Use adaptive quiz-based learning to study this topic faster and more effectively.

# Data analysis

## Mean

Information in large data sets can be summarised by statistical indicators, such as the mean, the median and the standard deviation.

The mean is the most common indicator. The mean can only be calculated for numerical values.

You can compute the mean of the height of your friends but not of their favourite colour.

The mean is the sum of the values divided by their number.

$$\Torange{\text{Mean}} = \frac{\Tblue{\text{Sum of values}}}{\Tred{\text{Number of values}}}$$

The mean for the data $\Tblue{1}$, $\Tblue{2}$, $\Tblue{2}$, $\Tblue{2}$, $\Tblue{3}$, $\Tblue{4}$, $\Tblue{5}$, $\Tblue{5}$ is $$\Torange{\text{Mean}} = \frac{\Tblue{1} + \Tblue{2} +\Tblue{2} + \Tblue{2} + \Tblue{3} + \Tblue{4} + \Tblue{5} + \Tblue{5}}{\Tred{8}} = \frac{\Tblue{24}}{\Tred{8}} = \Torange{3}$$

The symbol for the mean of data $x$ is $\Torange{\bar{x}}$.

Using the frequency $\Tred{f}$ of the data, the formula becomes $$\Torange{\bar{x}} = \frac{\sum \Tred{f}\Tblue{x}}{\sum \Tred{f}}.$$

The table of frequency for the data above is as follows:

 Data Frequency $\Tblue{1}$ $\Tblue{2}$ $\Tblue{3}$ $\Tblue{4}$ $\Tblue{5}$ $\Tred{1}$ $\Tred{3}$ $\Tred{1}$ $\Tred{1}$ $\Tred{2}$

The computation of the mean becomes $$\Torange{\text{Mean}} = \frac{\Tred{1}\times\Tblue{1} + \Tred{3}\times \Tblue{2} + \Tred{1}\times\Tblue{3}+ \Tred{1}\times\Tblue{4}+ \Tred{2}\times\Tblue{5}}{\Tred{1}+\Tred{3}+\Tred{1}+\Tred{1}+\Tred{2}} = \frac{\Tblue{24}}{\Tred{8}} = \Torange{3}$$

The mean is the average value of a data set.

## Median and mode

The mean is the most common indicator of central tendency for a dataset. But other indicators are useful too.

The median is the most representative item. Half of the values in a data set are higher than the median and half of the values are lower.

• The median is the middle value of an ordered data set when the number of values is odd.

The median for the data set $\Tblue{1}$, $\Tblue{2}$, $\Tblue{5}$ is $\Tbrown{2}$.

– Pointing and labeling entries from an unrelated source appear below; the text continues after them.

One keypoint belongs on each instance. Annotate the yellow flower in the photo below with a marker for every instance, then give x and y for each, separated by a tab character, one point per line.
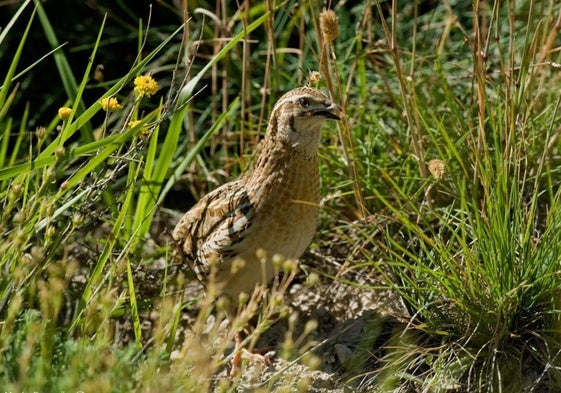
437	168
110	104
64	112
328	26
145	85
313	78
143	133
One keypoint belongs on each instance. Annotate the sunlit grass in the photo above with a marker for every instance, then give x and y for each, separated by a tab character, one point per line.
472	249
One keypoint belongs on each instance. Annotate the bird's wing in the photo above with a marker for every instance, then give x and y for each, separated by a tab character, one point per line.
214	228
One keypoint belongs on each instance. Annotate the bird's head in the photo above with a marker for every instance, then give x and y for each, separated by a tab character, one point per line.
298	116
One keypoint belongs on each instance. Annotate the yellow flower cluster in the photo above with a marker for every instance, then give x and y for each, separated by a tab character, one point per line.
110	104
437	168
145	85
64	112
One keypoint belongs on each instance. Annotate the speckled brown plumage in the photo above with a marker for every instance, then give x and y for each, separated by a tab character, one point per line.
275	207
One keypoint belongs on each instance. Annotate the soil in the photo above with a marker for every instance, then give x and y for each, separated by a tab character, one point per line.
353	324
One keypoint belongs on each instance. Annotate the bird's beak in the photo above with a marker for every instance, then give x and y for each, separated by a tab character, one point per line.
332	111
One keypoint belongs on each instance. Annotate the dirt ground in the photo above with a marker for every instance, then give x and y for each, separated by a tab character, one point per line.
354	322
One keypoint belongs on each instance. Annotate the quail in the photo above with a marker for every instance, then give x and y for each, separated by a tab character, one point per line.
273	208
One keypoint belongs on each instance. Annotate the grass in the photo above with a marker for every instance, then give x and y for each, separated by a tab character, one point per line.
472	249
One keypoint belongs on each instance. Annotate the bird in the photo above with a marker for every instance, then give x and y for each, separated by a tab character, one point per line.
274	208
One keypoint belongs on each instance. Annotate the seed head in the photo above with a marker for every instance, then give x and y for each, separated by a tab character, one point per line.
329	26
110	104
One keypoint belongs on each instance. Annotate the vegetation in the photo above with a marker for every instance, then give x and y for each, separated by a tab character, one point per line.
445	165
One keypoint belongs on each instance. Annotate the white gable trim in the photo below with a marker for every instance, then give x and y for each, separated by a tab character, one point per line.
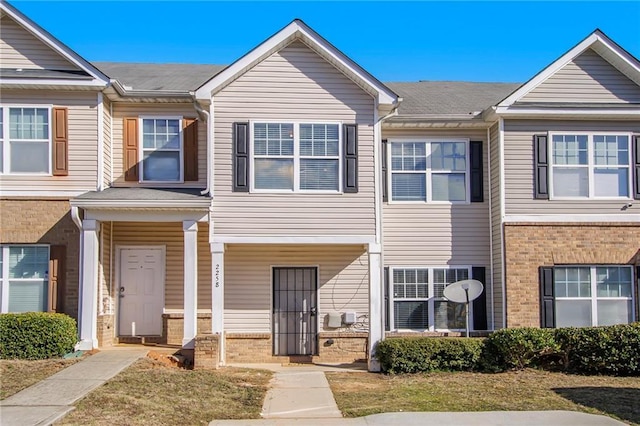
602	44
53	43
296	29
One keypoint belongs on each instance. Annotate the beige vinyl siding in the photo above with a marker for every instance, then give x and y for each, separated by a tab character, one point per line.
430	234
83	141
171	236
294	84
518	153
343	281
122	110
496	226
107	148
588	78
21	49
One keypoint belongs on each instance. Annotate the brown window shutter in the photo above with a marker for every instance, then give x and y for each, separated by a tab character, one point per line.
60	163
130	157
56	279
190	143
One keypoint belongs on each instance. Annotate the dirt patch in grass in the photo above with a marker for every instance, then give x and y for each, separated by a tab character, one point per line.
151	392
20	374
359	394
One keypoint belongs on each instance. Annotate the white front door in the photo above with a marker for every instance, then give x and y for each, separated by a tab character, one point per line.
141	291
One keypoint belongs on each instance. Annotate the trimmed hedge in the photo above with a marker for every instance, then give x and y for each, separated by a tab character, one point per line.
611	350
36	335
413	355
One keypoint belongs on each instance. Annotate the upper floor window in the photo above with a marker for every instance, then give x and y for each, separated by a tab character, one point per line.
590	165
296	156
161	150
25	140
430	171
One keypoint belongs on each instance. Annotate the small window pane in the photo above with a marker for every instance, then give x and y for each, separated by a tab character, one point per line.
274	173
161	166
573	313
408	187
449	187
319	174
612	312
570	182
611	182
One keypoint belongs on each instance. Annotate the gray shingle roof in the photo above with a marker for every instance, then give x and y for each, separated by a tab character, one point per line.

• The median is the mean of the two values in the middle of an ordered data set when the number of values in the data set is even.

The median for the data set $\Tblue{1}$, $\Tblue{2}$, $\Tblue{3}$, $\Tblue{5}$ is $\Tbrown{2.5} = (\Tblue{2} + \Tblue{3})/2$.

Like the mean, the median is defined only for numerical data.

In 2011, the median US household income was $\Tbrown{50,054\}$ per annum. Half of the households had an income lower than $\Tbrown{50,054\}$ and half had an income that was higher.

The mode is the most frequent item. It can apply to non-numerical data. A data set can have several modes. The mode is sometimes called the modal class .

• The mode for the data set $\Tblue{1}$, $\Tblue{1}$, $\Tblue{2}$, $\Tblue{5}$ is $\Tpink{1}$.
• The mode for the data set $\Tblue{1}$, $\Tblue{2}$, $\Tblue{2}$, $\Tblue{5}$, $\Tblue{5}$ are $\Tpink{2}$ and $\Tpink{5}$.
• The mode for the non-numerical data set cat, cat, dog, dog, dog, hamster, parrot is dog.

The mean, the median and the mode

## Standard deviation

The standard deviation measures the dispersion of the data around the mean. It is given by the formula \begin{align*} \Tviolet{\sigma} &= \sqrt{\frac{\vphantom{|}\text{Sum of squared differences to mean}}{\Tred{\text{Number of data}}}}\\ &= \sqrt{\frac{\sum (\Tblue{x} - \Torange{\bar{x}})^2}{\Tred{n}}} = \sqrt{\frac{\sum\Tblue{x}^2}{\Tred{n}} - \Torange{\bar{x}}^2} \end{align*}

The symbol $\Tviolet{\sigma}$ for the standard deviation is the Greek letter sigma.

You can use either of the last two formulas for $\Tviolet{\sigma}$.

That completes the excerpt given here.